Estávamos na primavera, a
estação das flores. Os jardins pintavam a paisagem da cidade com suas flores
multicores e, nas calçadas, os ipês de variados matizes forravam o chão
embelezando as alamedas.
Entrei
no ônibus, que não estava cheio, e acomodei-me na cadeira da janela para
observar a paisagem, enquanto deixava minha mente passear no meu passado, quando
o perfume de flores invadiu as minhas narinas, levando-me a outra primavera de
recordação e saudades: minha infância.
Vejo-me
menino esperto e sedento de aventuras na cidadezinha mineira de minha origem.
Apesar do físico mirrado, aos 10 anos de idade não temia domar os irreverentes
cavalos adquiridos pelo meu pai, nem conduzir a boiada à outra cidade, quando
necessário.
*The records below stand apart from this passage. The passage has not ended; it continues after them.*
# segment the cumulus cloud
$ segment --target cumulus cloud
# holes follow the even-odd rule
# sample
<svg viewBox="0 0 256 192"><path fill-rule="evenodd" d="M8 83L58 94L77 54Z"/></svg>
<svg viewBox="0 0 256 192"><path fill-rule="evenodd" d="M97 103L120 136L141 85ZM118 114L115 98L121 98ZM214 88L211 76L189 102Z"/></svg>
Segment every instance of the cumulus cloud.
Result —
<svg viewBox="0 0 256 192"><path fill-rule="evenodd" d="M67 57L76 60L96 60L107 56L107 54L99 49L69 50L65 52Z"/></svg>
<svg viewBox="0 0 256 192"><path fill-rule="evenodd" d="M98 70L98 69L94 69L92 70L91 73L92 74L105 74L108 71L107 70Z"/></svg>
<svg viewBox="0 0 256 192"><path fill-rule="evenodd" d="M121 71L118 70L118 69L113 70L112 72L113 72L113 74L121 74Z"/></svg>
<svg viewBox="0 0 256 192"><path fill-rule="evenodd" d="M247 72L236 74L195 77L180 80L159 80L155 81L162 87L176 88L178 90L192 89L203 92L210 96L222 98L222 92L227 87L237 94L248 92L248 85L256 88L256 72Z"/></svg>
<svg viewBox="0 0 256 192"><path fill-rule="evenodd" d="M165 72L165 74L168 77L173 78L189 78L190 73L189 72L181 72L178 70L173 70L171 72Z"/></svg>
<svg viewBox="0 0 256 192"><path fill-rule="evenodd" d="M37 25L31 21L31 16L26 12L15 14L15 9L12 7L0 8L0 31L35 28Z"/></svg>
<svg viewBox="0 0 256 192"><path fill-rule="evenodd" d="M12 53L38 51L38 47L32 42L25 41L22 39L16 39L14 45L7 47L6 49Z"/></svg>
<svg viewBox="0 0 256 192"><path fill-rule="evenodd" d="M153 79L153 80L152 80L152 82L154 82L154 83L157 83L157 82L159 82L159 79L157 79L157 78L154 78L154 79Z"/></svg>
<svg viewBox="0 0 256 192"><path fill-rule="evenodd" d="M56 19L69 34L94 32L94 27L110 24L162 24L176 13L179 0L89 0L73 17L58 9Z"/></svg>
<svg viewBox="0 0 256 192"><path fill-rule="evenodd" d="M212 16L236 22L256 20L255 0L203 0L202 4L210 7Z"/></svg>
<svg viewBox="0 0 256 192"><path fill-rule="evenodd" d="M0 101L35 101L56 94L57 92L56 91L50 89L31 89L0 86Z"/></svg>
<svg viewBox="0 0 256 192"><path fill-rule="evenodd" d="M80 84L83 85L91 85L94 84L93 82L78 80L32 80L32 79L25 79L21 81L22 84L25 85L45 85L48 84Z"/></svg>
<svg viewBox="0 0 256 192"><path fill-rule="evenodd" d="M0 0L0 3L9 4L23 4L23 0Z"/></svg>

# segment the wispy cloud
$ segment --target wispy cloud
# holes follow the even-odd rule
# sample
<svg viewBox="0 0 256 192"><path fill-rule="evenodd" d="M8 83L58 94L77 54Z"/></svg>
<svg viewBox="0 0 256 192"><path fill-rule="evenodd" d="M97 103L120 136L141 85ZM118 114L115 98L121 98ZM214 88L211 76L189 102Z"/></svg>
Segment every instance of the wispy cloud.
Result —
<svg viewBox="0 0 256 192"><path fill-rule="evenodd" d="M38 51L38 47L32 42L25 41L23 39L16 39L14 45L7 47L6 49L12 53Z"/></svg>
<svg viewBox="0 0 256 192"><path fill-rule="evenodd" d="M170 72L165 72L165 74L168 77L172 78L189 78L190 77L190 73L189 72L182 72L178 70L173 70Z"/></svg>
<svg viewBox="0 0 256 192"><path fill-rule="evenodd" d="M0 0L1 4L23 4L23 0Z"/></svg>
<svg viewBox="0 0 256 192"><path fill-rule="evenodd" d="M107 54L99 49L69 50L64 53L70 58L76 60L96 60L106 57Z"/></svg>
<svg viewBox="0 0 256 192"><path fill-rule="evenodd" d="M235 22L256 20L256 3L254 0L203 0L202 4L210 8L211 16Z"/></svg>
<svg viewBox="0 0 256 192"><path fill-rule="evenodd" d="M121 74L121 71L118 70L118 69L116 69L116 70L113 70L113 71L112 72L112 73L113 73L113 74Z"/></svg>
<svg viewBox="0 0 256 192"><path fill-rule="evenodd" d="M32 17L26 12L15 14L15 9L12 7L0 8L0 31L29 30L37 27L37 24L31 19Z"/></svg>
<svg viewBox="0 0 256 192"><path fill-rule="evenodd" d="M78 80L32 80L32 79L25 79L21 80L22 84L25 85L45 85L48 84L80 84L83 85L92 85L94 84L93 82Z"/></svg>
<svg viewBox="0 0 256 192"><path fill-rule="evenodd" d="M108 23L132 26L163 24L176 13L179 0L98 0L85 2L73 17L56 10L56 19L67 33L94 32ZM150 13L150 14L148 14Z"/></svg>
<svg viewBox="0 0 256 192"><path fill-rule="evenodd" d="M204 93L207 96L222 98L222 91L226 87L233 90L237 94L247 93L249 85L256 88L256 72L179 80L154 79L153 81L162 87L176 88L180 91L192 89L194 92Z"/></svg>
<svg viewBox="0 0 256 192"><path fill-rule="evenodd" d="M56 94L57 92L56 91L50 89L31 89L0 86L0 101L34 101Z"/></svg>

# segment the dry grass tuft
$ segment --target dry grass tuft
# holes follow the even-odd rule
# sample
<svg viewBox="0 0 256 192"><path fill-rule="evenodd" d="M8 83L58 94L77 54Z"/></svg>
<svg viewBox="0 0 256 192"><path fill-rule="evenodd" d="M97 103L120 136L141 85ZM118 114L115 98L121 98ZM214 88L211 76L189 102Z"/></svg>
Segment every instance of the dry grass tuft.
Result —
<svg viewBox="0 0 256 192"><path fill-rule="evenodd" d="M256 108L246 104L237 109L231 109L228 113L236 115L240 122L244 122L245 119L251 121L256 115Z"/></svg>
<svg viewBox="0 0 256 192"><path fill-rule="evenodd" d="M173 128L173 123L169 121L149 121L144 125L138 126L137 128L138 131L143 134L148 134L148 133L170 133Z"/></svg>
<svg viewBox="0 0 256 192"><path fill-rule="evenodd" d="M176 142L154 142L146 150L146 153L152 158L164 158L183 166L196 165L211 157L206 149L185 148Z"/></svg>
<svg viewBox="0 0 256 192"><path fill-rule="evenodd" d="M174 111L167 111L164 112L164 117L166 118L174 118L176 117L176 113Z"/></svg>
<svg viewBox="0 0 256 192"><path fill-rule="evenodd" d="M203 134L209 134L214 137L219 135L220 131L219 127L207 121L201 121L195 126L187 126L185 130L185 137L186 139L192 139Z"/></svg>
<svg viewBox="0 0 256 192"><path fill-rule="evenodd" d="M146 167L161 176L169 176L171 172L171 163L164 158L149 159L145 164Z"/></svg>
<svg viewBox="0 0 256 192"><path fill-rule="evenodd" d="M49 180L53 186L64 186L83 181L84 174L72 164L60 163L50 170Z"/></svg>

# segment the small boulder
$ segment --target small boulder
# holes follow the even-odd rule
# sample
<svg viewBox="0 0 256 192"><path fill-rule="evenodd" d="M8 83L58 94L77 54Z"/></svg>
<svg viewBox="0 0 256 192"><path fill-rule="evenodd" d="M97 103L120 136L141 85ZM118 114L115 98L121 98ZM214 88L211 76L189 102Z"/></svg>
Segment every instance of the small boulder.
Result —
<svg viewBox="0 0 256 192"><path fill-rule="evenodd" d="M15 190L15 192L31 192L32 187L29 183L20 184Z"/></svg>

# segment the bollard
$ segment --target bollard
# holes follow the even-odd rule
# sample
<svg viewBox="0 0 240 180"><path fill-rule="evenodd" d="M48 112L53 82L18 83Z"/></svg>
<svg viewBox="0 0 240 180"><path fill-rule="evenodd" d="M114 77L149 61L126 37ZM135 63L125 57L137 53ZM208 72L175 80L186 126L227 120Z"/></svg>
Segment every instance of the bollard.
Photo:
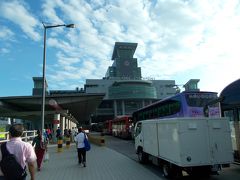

Ordenhar as vacas, no final da madrugada, após cavalgar até o sítio,
era-me de grande prazer. Sentado no banquinho colocado aos pés da vaca,
segurava firmemente suas tetas e num sincronismo de movimentos, eu via jorrar
aquele leite grosso e espumante dentro do balde, que depois seria distribuído aos
moradores da pequena cidade.
E
foi justamente um choro de criança que me trouxe de volta à realidade.
Elas estavam assentadas à
minha frente, na dianteira direita do ônibus: a mãe e a filha com o bebê no
colo.
O
ônibus trafegava no morno silêncio da tarde, já que adentrara no bairro de
classe baixa da metrópole mineira.
O silêncio dos passageiros
foi quebrado pelo choro insistente do bebê.
As duas mulheres conversavam em cicio, enquanto o bebê se agitava no
colo da mãe. Consegui captar o olhar de ordem da mãe dirigido à filha, embora
não entendesse as palavras imperativas.
A
filha, por sua vez, avermelhou o rosto. Enrubesceu-se enquanto chacoalhava a
criança no colo, ansiando cessar seu choro.
A
avó voltou seus braços para o bebê, acomodando-o melhor para receber o alimento
no colo da mãe.
A
jovem mãe, ainda envergonhada, olhou de soslaio para os passageiros, deu ainda
com os meus olhos que procurei desviá-los imediatamente, e, embora receosa,
voltou seus olhos para o bebê em pranto, abriu a blusa e retirou o seio para
lhe oferecer.
Mas
o bebê já se irritara o suficiente e não conseguia abocanhar o peito, tamanha a
ansiedade da mãe.
A
mulher, inquieta, tenta acalmar o bebê enquanto introduz o bico do seio na
pequenina boca do infante. O bebê agita a cabecinha e grita sem conseguir mamar
o leite que saciará sua fome.
Entre
sussurros de “psius” da avó já incomodada com os olhares dos passageiros e o
nervosismo da filha, a jovem mãe resolve conversar com o bebê a fim de
convencê-lo a sugar-lhe o leite:
“Mama,
neném. Mama, senão o gatinho vai mamar.”
E
o bebê continuava chorando.
A
mãe começa a se apavorar e repete seguidamente: “mama, neném, anda, mama, senão
o gatinho vai mamar.”
Foi
quando, de repente, ouviu-se do fundo do ônibus um lento miado masculino: “miauuuu,
miauuuu”.
A
mulher, assustada, guarda o seio sob a blusa e dirige o olhar suplicante para o
homem que estava assentado na cadeira à esquerda de sua mãe.
O
sujeito abre a sacola do bebê que está no seu colo, e ergue seu corpo de 1,90m
no corredor do ônibus, enquanto aponta um “38” para todos os passageiros e pergunta,
cuspindo sua ira:
_
Quem é o gatinho que está querendo mamar, hein?
Um
silêncio de morte impera dentro do ônibus, pois, com o grito do homem até o bebê
emudeceu, e percebo que todos os olhares masculinos se voltam para a janela,
buscando a rua como fuga.
Sucessivos
pedidos de calma são dirigidos ao homem, pela avó do bebê, enquanto a campainha
do ônibus é acionada e dois homens (prováveis miadores) ganham a rua.
Aos
poucos, o silêncio e a calma voltam a reinar dentro do ônibus, já quase vazio,
e eu volto o meu olhar à rua e continuo a minha viagem ao passado, enquanto
observo as paisagens, os transeuntes...
E,
então, em frente à padaria, o ônibus chega ao meu destino. Desço, entro na
padaria e compro o leite e o pão para alimentar meus filhos, que não mais estão
na primavera como o bebê. Saíram da doce infância e, inquietos, sorvem com
ansiedade o verão da juventude, enquanto eu e minha esposa serenamos no nosso
outono, para que tenhamos um inverno pacífico e aconchegante.